Ekibin bir diğer öğretmeni Teyfik Olgunoğlu, en çok karşılaştıkları problemlerin başında maddi imkansızlık ve geleneksel sebepler olduğunu ifade etti. Bazı ailelerin ilginç isteklerinin bulunduğunu aktaran Olgunoğlu şunları söyledi: "Geçenlerde gittiğimiz bir yerde kızını okul yerine bahçelere çalışmaya gönderen bir baba bize, 'Benim kredi kartı borcum var. Kızım ırgatlık yapıyor. Borcum ödeyin kızımı okula göndereyim' dedi. Çok şaşırdık." Çocukların hemen hemen tamamının okula gitme isteğinin bulunduğunu aktaran Olgunoğlu, bunun kendileri için büyük bir avantaj olduğunu kaydetti.

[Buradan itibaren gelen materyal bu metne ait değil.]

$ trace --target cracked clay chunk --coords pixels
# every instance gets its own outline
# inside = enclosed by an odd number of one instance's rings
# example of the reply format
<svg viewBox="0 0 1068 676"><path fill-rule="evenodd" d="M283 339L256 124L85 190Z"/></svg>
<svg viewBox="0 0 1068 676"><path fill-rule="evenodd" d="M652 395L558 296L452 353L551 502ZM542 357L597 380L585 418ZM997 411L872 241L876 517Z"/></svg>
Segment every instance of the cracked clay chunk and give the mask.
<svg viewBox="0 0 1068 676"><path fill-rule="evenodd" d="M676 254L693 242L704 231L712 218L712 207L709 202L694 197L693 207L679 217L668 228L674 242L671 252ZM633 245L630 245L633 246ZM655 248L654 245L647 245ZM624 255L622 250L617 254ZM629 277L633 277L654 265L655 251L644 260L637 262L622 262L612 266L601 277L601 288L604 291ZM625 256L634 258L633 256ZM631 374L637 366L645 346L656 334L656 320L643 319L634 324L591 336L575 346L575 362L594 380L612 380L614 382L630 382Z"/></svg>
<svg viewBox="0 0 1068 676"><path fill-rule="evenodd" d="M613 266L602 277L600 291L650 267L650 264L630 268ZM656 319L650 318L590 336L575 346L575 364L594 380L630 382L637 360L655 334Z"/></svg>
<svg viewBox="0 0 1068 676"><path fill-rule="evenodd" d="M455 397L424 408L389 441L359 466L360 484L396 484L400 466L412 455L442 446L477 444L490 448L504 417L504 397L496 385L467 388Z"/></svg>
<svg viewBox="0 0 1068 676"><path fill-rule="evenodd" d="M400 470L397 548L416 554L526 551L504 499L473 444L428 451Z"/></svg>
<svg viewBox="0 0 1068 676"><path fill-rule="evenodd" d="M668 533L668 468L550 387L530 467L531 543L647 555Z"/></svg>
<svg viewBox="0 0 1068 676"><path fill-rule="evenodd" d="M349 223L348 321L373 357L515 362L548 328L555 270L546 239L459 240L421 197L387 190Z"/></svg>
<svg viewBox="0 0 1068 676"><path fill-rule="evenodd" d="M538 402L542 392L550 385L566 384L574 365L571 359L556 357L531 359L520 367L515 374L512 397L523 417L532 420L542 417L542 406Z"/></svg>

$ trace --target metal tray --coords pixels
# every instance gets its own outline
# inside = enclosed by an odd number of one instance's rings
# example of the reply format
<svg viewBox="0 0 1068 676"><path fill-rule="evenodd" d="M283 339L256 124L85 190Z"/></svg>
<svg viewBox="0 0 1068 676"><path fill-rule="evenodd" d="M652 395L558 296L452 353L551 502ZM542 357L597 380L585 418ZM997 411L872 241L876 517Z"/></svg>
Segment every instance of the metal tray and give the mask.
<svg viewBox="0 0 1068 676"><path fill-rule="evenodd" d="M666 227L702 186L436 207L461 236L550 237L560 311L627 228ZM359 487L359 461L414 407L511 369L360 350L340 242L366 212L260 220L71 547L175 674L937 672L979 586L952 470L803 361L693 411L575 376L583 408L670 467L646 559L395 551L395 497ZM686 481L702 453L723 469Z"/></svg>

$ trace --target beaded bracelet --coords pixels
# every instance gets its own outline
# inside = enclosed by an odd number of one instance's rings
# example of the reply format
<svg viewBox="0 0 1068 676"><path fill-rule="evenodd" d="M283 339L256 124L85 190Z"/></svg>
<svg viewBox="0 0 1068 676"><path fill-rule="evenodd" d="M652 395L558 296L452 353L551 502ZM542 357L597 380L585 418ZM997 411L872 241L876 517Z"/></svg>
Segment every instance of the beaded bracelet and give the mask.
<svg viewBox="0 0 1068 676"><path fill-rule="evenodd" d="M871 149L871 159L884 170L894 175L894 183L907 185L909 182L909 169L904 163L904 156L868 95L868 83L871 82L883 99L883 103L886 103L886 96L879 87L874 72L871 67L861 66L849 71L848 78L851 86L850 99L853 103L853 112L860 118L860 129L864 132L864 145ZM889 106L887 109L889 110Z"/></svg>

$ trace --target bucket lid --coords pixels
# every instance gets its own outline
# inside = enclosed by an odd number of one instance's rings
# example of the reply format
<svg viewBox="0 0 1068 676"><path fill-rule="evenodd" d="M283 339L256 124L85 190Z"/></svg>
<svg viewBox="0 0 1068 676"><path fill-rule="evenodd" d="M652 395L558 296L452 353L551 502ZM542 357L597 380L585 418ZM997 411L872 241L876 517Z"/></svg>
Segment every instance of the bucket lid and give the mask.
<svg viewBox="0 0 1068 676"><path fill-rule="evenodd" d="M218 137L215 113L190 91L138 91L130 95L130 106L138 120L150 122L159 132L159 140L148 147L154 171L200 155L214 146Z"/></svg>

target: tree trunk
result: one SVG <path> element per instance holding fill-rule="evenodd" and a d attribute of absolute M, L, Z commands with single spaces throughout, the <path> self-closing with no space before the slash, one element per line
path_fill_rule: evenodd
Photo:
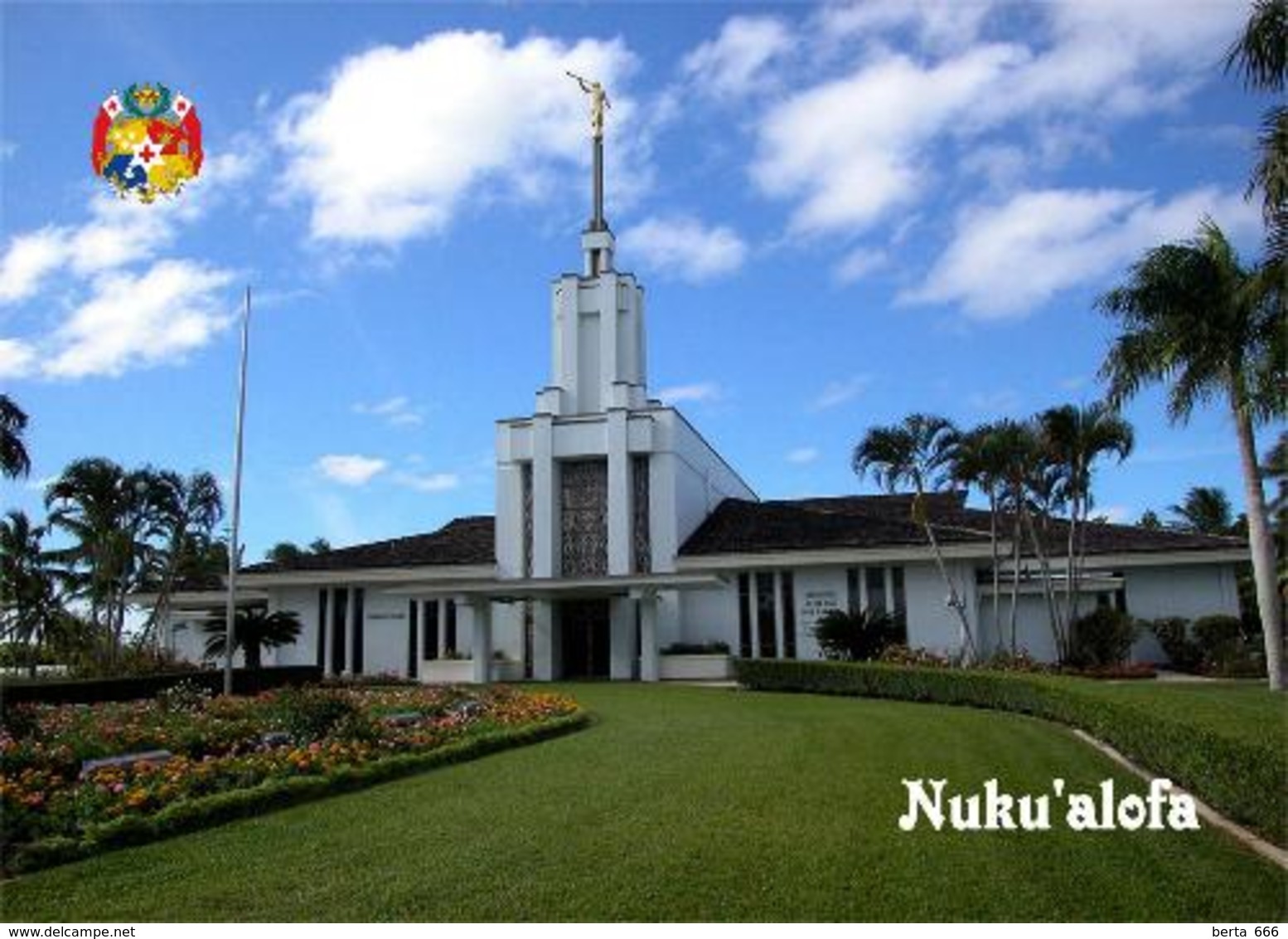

Ekip, Akdeniz Mahallesi'nde babasının bahçelerde çalışmasını istediği 13 yaşındaki Adile Kuş'un evini ziyaret etti. Proje ekibini karşılayan Adile ve amcası Mustafa Kuş, kardeşinin sağlık durumunun iyi olmadığını ve aylık 400 liraya çalışmak zorunda kaldığını belirterek, "Adile'nin okumasını biz de istiyoruz, ancak kardeşimin durumu iyi değil. Geçinemiyor. Çocuk da kendilerine yardımcı oluyor. Okula giderse sıkıntı yaşarlar." diye açıkladı. Daha sonra kızla konuşan ekip bütün eğitim ihtiyaçlarının devlet tarafından karşılanacağını ve ayda da 50 lira para verileceğini anlatarak kızın ailesini ikna etmeye çalıştı. Babasının evde olmadığını söyleyen Adile, okumak istediğini ancak son kararı babasının vereceğini belirtti. Konuşmaların ardından söz alan ve tekrar gelmek üzere evden ayrılan ekip, Adile'nin kaydını Emine Özgürler İlköğretim Okulu'na yaptırdı.